After shedding more than 40 pounds, Southwestern Michigan College sophomore Samantha Jackson is meticulous about measuring what she eats.
The 20-year-old business major from LaPorte, Ind., is a third of the way to her 120-pound goal.
Jackson works out every day but Sunday at the Student Activity Center of the Charles O. Zollar Building on the Dowagiac campus.
Weighing herself last summer, “I hit a number I didn’t ever want to see again,” said Jackson, who followed a cousin to SMC and works at a residence hall front desk.
She graduated from South Central Junior-Senior High School in Union Mills, Ind. Her family owns a coffee shop in LaPorte, where her father is a city police officer.
Her youngest sister, a freshman in high school, also dropped 50 pounds.
“My other sister is just lucky,” Jackson said. “She’s already skinny and can eat whenever she wants and not gain anything.”
Jackson, studying business to become an event planner, not only feels better about herself, she wants to set a positive example that encourages others.
“Never quit,” she said. “You just have to have the mindset to get that confidence and keep going.
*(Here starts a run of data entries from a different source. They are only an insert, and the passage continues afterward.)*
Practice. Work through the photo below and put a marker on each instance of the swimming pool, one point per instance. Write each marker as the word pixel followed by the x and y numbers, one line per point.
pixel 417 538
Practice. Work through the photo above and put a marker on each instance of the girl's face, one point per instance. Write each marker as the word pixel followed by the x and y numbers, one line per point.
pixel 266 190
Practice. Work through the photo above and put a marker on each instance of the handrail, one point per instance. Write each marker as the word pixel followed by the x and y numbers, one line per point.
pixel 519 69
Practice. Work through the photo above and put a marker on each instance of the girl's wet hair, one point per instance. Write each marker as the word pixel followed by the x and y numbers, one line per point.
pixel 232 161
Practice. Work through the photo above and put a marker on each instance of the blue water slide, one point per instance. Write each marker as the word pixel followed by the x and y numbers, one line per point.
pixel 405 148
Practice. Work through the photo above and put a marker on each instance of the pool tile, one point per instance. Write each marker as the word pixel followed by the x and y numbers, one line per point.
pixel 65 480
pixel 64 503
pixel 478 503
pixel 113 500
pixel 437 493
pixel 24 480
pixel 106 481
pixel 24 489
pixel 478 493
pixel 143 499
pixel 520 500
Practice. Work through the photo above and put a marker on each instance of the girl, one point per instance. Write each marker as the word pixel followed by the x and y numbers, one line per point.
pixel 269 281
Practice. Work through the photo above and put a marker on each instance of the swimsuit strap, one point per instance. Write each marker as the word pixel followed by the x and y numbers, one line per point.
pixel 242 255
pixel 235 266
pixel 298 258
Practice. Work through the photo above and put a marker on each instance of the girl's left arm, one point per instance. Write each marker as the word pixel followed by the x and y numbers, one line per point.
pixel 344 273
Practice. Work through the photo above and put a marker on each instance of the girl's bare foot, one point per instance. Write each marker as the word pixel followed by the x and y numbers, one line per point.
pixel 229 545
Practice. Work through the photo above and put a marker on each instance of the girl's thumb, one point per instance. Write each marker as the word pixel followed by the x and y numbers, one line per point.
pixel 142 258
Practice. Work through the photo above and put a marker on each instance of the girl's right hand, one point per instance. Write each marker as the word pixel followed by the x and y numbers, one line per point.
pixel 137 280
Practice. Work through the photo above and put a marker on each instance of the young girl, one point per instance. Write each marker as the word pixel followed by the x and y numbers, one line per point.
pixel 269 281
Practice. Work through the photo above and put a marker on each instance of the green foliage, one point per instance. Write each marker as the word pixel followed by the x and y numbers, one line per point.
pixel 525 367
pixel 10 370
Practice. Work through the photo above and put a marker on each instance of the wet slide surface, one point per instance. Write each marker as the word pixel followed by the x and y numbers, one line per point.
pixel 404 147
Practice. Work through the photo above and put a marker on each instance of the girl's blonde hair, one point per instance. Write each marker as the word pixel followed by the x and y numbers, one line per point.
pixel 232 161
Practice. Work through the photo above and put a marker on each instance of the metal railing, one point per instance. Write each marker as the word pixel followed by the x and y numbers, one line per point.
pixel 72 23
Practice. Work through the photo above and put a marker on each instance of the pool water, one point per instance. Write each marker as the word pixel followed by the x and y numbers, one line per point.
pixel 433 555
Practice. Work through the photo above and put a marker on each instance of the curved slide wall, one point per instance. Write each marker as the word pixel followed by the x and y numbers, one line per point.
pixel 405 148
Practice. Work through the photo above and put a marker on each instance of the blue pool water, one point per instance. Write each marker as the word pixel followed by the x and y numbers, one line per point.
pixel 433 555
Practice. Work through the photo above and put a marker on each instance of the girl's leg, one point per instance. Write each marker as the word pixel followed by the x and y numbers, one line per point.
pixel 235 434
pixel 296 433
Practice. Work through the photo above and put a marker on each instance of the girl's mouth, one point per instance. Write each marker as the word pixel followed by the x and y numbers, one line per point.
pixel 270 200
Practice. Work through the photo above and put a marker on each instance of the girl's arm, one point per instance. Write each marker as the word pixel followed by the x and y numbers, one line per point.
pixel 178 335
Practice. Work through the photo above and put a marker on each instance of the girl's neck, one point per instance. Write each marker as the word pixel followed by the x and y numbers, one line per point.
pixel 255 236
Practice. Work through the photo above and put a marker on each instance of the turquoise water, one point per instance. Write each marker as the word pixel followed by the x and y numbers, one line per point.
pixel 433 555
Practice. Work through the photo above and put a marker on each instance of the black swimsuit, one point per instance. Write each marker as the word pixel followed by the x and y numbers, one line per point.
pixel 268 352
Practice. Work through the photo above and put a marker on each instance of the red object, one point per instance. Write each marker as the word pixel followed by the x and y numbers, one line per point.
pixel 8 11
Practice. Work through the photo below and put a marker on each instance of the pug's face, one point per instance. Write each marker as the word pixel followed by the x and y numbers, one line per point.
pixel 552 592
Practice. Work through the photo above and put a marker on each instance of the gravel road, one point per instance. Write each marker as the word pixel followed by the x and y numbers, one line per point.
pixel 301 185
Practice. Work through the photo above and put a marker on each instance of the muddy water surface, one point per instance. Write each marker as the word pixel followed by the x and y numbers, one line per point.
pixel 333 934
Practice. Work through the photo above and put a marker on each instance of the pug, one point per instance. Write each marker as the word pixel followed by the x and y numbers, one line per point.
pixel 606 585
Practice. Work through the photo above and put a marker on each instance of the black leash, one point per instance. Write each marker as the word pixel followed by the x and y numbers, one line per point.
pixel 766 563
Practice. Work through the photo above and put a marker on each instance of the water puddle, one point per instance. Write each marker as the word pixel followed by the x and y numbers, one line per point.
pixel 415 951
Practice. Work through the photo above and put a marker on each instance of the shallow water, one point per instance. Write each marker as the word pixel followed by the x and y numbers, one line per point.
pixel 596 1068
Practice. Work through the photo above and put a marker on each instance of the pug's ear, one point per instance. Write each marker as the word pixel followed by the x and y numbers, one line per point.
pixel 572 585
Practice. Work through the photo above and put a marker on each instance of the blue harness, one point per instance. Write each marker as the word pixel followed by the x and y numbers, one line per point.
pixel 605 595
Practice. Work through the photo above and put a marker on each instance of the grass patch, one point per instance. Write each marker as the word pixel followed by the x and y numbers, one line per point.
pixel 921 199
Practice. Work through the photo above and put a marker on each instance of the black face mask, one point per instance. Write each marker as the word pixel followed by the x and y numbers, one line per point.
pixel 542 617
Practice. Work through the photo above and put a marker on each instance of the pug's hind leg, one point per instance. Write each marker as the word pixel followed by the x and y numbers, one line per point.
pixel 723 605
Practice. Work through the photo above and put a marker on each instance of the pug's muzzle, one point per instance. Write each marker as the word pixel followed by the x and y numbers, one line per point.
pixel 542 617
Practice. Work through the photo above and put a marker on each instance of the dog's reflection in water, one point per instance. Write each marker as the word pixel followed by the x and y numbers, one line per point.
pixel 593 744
Once I started, it became easier to keep going.”
Being bigger had become a detriment in her life.
She played basketball and caught in softball until exiting team sports as insecurity mounted and self-esteem slid.
“I just had to stop,” she said. “I couldn’t keep up with the conditioning.”
She developed exercise-induced asthma, with an inhaler to bolster her labored breathing.
Now, “Random people stop me on campus,” she said. “They know me, but I don’t know them. They have questions about what to do in the gym to get to their goal or, ‘I’m eating this, is that okay?’ I like it, but I feel like I’ll be more helpful once I get to my actual goal. I do a lot of reading on health stuff. The gym helps burn calories, but eating is the main thing. I realized I was picking up stuff when I was out or snacking when I was bored. I don’t eat out of the chip bag anymore. If I really want Doritos, and one serving is 15 chips, I count them into an individual plastic Baggie.”
In October she acquired MyFitnessPal, a smartphone app.
“You put in weight and height information and it spits out how many calories your body should be having. When you work out, as a reward, it gives you extra calories back. Every 10 pounds I drop my calories. I started at 2,500. Now I’m down to 1,700. Minimum for women is 1,200. You never want to eat less than 1,200.
“I’ve learned what to look for when I go grocery shopping. I feel like I pay a little bit more for healthier food than grabbing quick and easy, but I’ve learned to make a lot of stuff. We have a really nice kitchen. I have a blender and make a lot of smoothies.”
She “scans everything with a bar code” into her app.
“I realize how much I ate before without thinking,” Jackson said. “Logging it, you really see what you’re eating. It’s hard, but I have so much motivation right now, it’s easy.”
“Each week I try to lose two pounds. When I hit that, I feel better. When I hit 40, that’s more than I’ve ever lost before. The last time I tried to lose weight, I made it to 20 pounds and stopped — then gained it back.
“This summer I’ll be here, taking classes and ‘living’ at the Student Activity Center. I work out for an hour, but I’m usually there for two. I’ve been on all those cardio machines. I do some weights for tone. And I love to swim — I used to be a lifeguard — so I use the pool. I’m doing the virtual triathlon and the Dirty Bird, which I did last year. It’s hard with the obstacles.”
After finishing at SMC in December, she expects to transfer to Purdue North Central in Westville, Ind.
How will she celebrate attaining her goal?
“I really want to throw a party,” Jackson said, “but I know I can’t stop there because of my body type.”